Réunion du 16 juillet 2007 à 15h00
Débat d'orientation budgétaire

Photo issue du site de l'Assemblée nationale ou de WikipediaPierre-Alain Muet :

Monsieur le ministre, ce matin, nous avons longuement débattu de la situation budgétaire de notre pays pour 2006. Dans ce débat d'orientation budgétaire, vous nous proposez, en quelque sorte, de réaliser dans le quinquennat qui s'ouvre ce que vos prédécesseurs avaient promis dans celui qui s'est achevé, c'est-à-dire d'aboutir à l'équilibre des finances publiques à la fin de la législature.

À cette même place, en 2002, votre prédécesseur, M. Francis Mer, s'était engagé à réduire chaque année le déficit d'un demi-point de PIB pour atteindre l'équilibre en 2006-2007. Nous en sommes loin. Non seulement la France a connu, pendant pratiquement quatre ans, des déficits excessifs, mais le déficit n'est jamais revenu à ce qu'il était en 2001 – 1,5 % de PIB –, ou même à ce qu'il était à l'été 2002 où il était compris entre 2,2 et 2,5 %. Il ne devrait pas non plus repasser au-dessous de cette valeur dans les deux années qui viennent, puisque, d'après les projections dont vous avez fait état, il se maintiendra à peu près autour de 2,5 % de PIB en 2007 comme en 2008.

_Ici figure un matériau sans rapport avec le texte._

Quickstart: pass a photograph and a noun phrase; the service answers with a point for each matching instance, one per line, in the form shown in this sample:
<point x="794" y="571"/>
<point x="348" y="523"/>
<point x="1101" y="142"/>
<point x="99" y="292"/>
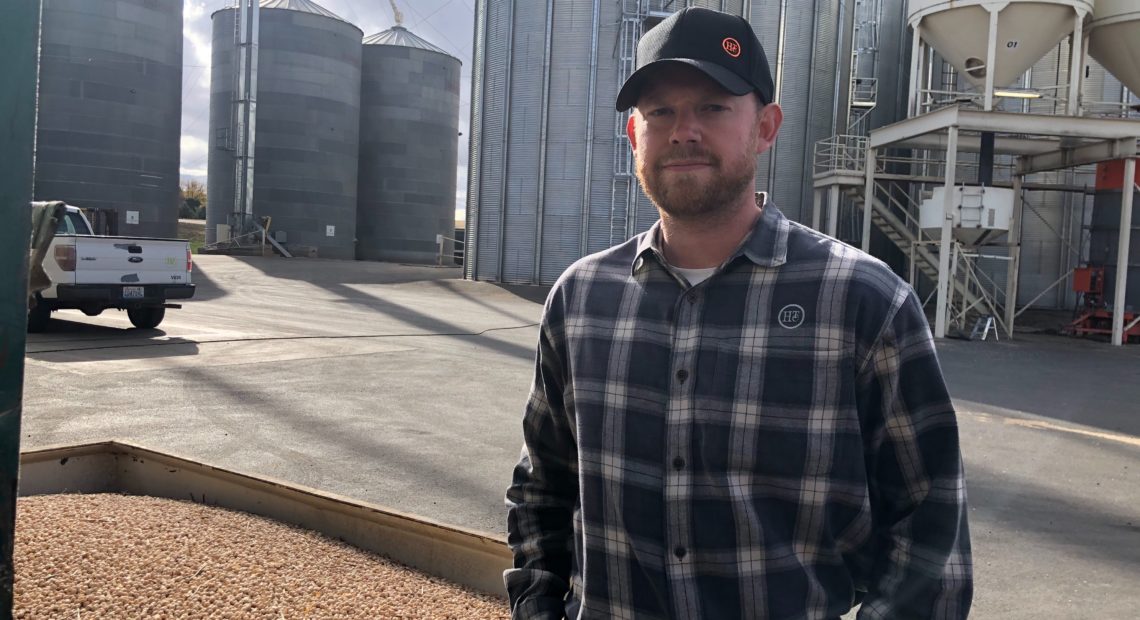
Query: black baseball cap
<point x="721" y="45"/>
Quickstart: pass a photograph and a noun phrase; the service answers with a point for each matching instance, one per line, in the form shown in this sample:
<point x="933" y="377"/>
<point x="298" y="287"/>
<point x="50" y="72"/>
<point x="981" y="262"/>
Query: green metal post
<point x="18" y="43"/>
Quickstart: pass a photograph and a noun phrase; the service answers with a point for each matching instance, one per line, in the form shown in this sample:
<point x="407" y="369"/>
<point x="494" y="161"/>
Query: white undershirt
<point x="695" y="276"/>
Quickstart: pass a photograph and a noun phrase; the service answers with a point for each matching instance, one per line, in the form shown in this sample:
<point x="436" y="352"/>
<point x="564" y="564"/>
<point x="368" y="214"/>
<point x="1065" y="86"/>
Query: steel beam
<point x="912" y="128"/>
<point x="1076" y="67"/>
<point x="914" y="102"/>
<point x="992" y="56"/>
<point x="972" y="144"/>
<point x="18" y="31"/>
<point x="1082" y="155"/>
<point x="1012" y="272"/>
<point x="833" y="211"/>
<point x="945" y="243"/>
<point x="1004" y="123"/>
<point x="816" y="207"/>
<point x="1042" y="124"/>
<point x="872" y="156"/>
<point x="1122" y="251"/>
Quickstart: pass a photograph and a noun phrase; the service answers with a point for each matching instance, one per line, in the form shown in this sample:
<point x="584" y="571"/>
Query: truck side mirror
<point x="46" y="218"/>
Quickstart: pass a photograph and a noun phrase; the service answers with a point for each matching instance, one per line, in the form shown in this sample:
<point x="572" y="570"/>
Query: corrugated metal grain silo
<point x="308" y="115"/>
<point x="409" y="128"/>
<point x="110" y="109"/>
<point x="1053" y="226"/>
<point x="551" y="169"/>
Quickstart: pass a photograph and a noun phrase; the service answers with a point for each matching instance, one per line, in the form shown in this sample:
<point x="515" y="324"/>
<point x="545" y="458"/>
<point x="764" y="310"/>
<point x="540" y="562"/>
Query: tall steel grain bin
<point x="409" y="124"/>
<point x="110" y="109"/>
<point x="308" y="117"/>
<point x="551" y="168"/>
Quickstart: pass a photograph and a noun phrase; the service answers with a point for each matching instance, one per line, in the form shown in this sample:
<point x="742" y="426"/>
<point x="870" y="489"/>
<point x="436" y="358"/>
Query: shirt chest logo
<point x="791" y="316"/>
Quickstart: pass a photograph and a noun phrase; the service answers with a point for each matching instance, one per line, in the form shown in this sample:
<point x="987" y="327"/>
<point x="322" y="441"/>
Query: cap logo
<point x="731" y="47"/>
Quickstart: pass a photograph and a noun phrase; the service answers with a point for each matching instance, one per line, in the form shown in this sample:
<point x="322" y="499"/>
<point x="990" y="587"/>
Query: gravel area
<point x="122" y="556"/>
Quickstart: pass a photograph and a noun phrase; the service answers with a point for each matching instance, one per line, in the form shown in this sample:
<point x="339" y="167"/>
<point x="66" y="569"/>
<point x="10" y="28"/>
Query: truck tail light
<point x="65" y="257"/>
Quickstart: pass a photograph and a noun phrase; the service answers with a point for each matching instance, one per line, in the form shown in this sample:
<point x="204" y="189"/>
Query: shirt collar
<point x="766" y="245"/>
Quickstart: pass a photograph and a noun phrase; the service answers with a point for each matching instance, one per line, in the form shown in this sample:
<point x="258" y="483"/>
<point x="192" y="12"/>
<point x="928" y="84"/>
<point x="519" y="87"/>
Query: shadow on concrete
<point x="114" y="351"/>
<point x="316" y="270"/>
<point x="413" y="468"/>
<point x="206" y="288"/>
<point x="1067" y="380"/>
<point x="536" y="294"/>
<point x="465" y="290"/>
<point x="429" y="324"/>
<point x="1029" y="507"/>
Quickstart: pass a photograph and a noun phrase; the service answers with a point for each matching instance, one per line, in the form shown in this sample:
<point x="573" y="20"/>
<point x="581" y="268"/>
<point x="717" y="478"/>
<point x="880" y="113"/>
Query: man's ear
<point x="768" y="128"/>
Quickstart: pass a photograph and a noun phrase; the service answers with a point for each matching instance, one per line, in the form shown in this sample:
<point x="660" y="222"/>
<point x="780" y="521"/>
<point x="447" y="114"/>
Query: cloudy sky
<point x="448" y="24"/>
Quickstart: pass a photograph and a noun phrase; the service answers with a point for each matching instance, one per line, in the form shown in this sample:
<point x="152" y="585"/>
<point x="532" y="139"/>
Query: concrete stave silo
<point x="108" y="130"/>
<point x="409" y="123"/>
<point x="308" y="114"/>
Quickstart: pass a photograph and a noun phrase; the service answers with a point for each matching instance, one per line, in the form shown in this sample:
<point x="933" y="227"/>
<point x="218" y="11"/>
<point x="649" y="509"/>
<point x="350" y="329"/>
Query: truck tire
<point x="39" y="317"/>
<point x="146" y="318"/>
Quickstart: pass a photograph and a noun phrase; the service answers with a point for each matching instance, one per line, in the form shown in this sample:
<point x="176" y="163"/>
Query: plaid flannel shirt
<point x="774" y="442"/>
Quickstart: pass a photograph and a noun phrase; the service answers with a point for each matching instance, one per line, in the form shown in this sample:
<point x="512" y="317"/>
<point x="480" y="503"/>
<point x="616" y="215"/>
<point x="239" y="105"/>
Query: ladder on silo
<point x="624" y="185"/>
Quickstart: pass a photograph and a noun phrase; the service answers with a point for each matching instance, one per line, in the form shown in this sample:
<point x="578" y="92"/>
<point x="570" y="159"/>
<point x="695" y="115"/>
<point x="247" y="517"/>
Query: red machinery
<point x="1089" y="282"/>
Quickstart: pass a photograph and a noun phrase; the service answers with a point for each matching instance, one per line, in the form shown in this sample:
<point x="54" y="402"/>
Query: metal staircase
<point x="972" y="292"/>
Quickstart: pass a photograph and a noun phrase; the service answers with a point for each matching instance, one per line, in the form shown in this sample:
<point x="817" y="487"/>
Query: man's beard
<point x="686" y="196"/>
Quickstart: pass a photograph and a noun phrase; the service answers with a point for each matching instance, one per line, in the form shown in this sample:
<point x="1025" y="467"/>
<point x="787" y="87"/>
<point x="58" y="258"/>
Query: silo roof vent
<point x="400" y="35"/>
<point x="302" y="6"/>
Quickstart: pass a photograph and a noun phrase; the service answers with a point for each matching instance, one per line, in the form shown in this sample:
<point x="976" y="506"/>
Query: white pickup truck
<point x="92" y="274"/>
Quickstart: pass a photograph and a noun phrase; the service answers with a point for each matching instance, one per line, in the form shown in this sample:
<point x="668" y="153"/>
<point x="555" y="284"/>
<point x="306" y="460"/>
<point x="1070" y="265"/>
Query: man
<point x="732" y="416"/>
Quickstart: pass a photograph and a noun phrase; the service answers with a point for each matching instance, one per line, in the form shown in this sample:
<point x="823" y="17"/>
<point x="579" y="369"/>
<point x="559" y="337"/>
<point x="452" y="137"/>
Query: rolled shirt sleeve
<point x="922" y="564"/>
<point x="542" y="497"/>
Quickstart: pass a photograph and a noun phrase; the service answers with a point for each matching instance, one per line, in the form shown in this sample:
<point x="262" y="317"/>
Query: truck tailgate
<point x="130" y="260"/>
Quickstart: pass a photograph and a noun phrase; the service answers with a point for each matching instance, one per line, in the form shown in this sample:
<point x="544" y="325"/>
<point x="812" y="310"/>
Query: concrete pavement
<point x="404" y="386"/>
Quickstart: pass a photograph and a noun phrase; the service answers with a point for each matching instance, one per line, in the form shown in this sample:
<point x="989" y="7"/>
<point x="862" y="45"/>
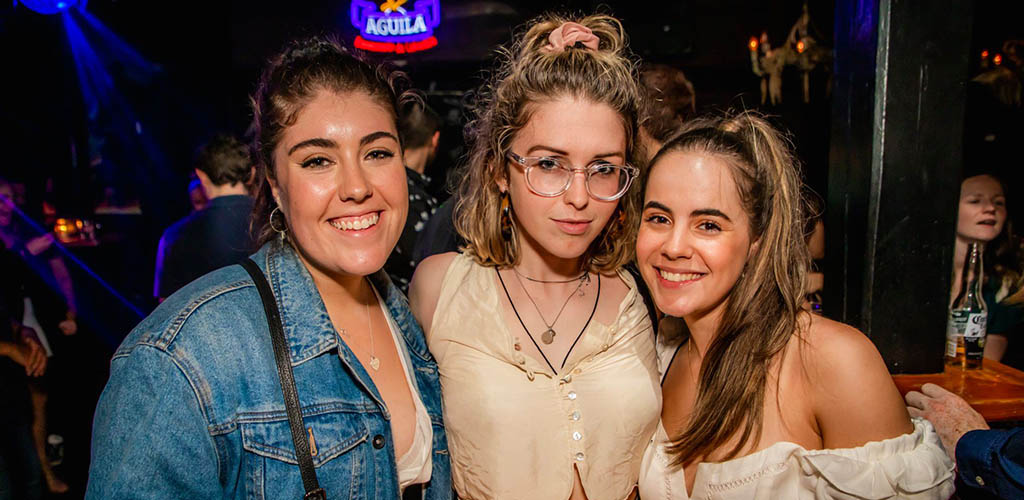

Vous nous avez expliqué, monsieur le ministre, que votre stratégie économique et budgétaire s'appuyait sur deux volets : des mesures fiscales ambitieuses pour relancer la croissance – c'est le « paquet fiscal » dont nous terminons l'examen ce soir – et une maîtrise sans précédent des finances publiques. Ce sont aussi, à peu de choses près, les mots employés par M. Francis Mer il y a cinq ans. Réussirez-vous là où il a échoué ? Du côté de la maîtrise des dépenses publiques, nous verrons.

Du côté de la relance de la croissance, le « paquet fiscal » me laisse septique, comme il laisse sceptique la grande majorité des économistes, de gauche ou de droite, qui l'ont analysé.

On peut, certes, concevoir une stratégie où des mesures d'incitation conduisent, de façon temporaire, à un déficit public transitoire pour augmenter, à terme, la croissance potentielle de notre économie. Mais comme la plupart des économistes, je ne vois rien de tout cela dans les mesures que nous discutons depuis une semaine dans le cadre du projet de loi en faveur du travail, de l'emploi et du pouvoir d'achat.

La mesure phare sur le pouvoir d'achat, l'exonération des heures supplémentaires, aura, selon deux experts du Conseil d'analyse économique – dont on ne peut pas dire qu'ils sont favorables à la réduction du temps de travail –, MM. Artus et Cahuc, « un effet incertain sur l'emploi et le revenu global pour un coût exorbitant pour les finances publiques ». Une note commandée à la direction du trésor par votre prédécesseur, Thierry Breton, tirait à peu près les mêmes conclusions en des termes à peine différents.

Cette mesure ne concernera pas ceux qui ont le plus besoin de travailler davantage, c'est-à-dire ceux qui sont au chômage, ou ceux qui voudraient bien travailler plus parce qu'ils sont à temps partiel contraint. Car les salariés à temps partiel qui souhaiteraient travailler à temps plein – ils sont 1 million en France, à 80 % des femmes – n'ont pas la maîtrise de leur temps de travail, et une mesure d'incitation ne changera rien. En outre, malgré cette mesure, la reprise économique sera peu créatrice d'emplois, car les entreprises privilégieront le recours aux heures supplémentaires plutôt que l'embauche.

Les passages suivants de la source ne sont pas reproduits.